- 3 tbsp white wine vinegar
- 3 tbsp extra virgin olive oil
- 2 tsp raw cane sugar
- A large handful of tarragon, leaves only
- 1 red chilli
- 4 ripe peaches
- 250g French beans
- 1 lemon
- 1 tsp Dijon mustard
- 250g cooked white & red quinoa
- 400g heirloom cherry tomatoes
- 100g mixed salad leaves
- A large handful of basil, leaves only
- 250g buffalo bocconcini
Prep: 20 mins | Cook: 5 mins
1. Pour the white wine vinegar into a mixing bowl and add 1 tbsp olive oil, 1 tsp sugar and a good pinch of salt and pepper. Finely chop half of the tarragon leaves and add to the bowl. Halve the chilli, flick out the white membrane, finely chop the chilli, then add to the bowl. Whisk well – this is your peach pickling marinade.
2. Halve the peaches and scoop out the stones with a teaspoon. Cut into 1cm-thick slices. Add them to the marinade and set to one side to pickle for up to 20 mins (but don't leave them in the marinade for longer than that).

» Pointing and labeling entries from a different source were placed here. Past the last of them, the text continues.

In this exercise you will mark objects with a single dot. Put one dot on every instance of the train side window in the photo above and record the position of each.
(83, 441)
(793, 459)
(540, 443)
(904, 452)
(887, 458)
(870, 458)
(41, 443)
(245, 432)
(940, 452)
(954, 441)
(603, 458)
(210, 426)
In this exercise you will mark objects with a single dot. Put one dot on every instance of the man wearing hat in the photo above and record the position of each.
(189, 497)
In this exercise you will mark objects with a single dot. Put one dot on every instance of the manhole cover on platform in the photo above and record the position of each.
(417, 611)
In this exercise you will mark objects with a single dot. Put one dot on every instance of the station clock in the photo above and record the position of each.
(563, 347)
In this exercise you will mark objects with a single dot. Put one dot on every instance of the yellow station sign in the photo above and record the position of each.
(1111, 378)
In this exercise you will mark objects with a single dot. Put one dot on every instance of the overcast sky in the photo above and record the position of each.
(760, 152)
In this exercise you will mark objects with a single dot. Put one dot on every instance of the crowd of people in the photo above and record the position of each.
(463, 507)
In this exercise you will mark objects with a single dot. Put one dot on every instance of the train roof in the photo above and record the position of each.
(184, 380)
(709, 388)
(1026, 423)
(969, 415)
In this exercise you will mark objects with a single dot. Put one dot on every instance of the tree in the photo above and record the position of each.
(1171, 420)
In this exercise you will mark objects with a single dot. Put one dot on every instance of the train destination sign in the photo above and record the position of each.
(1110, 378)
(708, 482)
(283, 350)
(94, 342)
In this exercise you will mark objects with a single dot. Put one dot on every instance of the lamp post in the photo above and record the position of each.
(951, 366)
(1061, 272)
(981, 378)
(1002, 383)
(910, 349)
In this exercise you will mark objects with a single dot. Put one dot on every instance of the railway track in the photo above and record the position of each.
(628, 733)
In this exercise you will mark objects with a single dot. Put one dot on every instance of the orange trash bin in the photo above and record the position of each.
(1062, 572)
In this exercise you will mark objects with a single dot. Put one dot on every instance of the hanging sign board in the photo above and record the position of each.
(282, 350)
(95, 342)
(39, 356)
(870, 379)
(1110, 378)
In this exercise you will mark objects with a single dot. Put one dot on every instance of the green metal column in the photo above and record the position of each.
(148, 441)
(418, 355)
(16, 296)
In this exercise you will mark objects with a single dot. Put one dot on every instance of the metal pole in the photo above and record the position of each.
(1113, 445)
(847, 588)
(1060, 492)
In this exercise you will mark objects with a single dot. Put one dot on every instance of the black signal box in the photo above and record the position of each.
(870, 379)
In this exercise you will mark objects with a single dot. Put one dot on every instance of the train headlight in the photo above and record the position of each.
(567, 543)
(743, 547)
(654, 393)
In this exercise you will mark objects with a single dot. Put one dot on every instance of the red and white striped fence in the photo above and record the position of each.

3. While the peaches pickle, bring a large pan of water to the boil. Trim the woody ends from the French beans. Drop the beans into the boiling water and simmer for 4 mins. Drain and plunge into ice cold water to stop them cooking. Set to one side.
4. Zest and juice the lemon into a large bowl. Add 2 tbsp olive oil, 1 tsp Dijon mustard, 1 tsp sugar and a good pinch of salt and pepper. Whisk well to make a dressing. Add the cooked white & red quinoa and stir to coat. Halve the cherry tomatoes. Drain the French beans. Add them both to the bowl and toss to mix.

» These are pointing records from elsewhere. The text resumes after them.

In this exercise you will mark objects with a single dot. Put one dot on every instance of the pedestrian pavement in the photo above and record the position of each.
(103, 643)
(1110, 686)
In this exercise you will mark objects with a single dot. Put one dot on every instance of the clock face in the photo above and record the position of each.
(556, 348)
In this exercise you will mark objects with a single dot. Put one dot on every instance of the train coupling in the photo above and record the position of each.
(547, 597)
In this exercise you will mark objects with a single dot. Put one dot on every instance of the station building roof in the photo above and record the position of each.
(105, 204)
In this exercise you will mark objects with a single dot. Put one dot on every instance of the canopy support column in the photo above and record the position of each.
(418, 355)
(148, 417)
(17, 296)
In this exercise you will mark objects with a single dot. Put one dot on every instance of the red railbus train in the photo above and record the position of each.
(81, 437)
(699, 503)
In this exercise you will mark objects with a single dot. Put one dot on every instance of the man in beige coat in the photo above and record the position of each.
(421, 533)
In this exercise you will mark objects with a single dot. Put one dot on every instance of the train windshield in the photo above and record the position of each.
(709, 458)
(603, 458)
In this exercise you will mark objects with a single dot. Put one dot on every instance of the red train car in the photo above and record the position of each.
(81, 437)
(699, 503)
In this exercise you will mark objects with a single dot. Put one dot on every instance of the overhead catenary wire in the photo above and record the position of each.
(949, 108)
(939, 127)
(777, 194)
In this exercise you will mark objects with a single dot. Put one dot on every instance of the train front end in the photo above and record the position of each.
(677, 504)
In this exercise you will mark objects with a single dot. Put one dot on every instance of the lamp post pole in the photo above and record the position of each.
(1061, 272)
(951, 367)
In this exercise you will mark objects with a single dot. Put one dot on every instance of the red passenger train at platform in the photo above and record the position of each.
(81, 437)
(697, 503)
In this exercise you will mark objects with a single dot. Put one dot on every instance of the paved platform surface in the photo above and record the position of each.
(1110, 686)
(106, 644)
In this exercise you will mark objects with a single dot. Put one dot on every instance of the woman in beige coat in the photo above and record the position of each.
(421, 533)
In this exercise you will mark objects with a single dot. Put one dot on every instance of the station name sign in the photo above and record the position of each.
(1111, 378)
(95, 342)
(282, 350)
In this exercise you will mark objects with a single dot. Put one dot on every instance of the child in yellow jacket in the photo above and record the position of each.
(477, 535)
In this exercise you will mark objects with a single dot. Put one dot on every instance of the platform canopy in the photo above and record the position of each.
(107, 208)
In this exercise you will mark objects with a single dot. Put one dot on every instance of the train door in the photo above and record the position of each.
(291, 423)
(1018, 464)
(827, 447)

5. Arrange the mixed salad leaves, remaining tarragon and the basil leaves on a large serving platter. Tumble the dressed quinoa, cherry tomatoes and French beans on top and gently toss to mix. Scatter the pickled peaches on top of the salad, drizzling over the marinade. Dot over the buffalo bocconcini, tearing them in half if you wish. Drizzle over a little extra olive oil and serve straight away.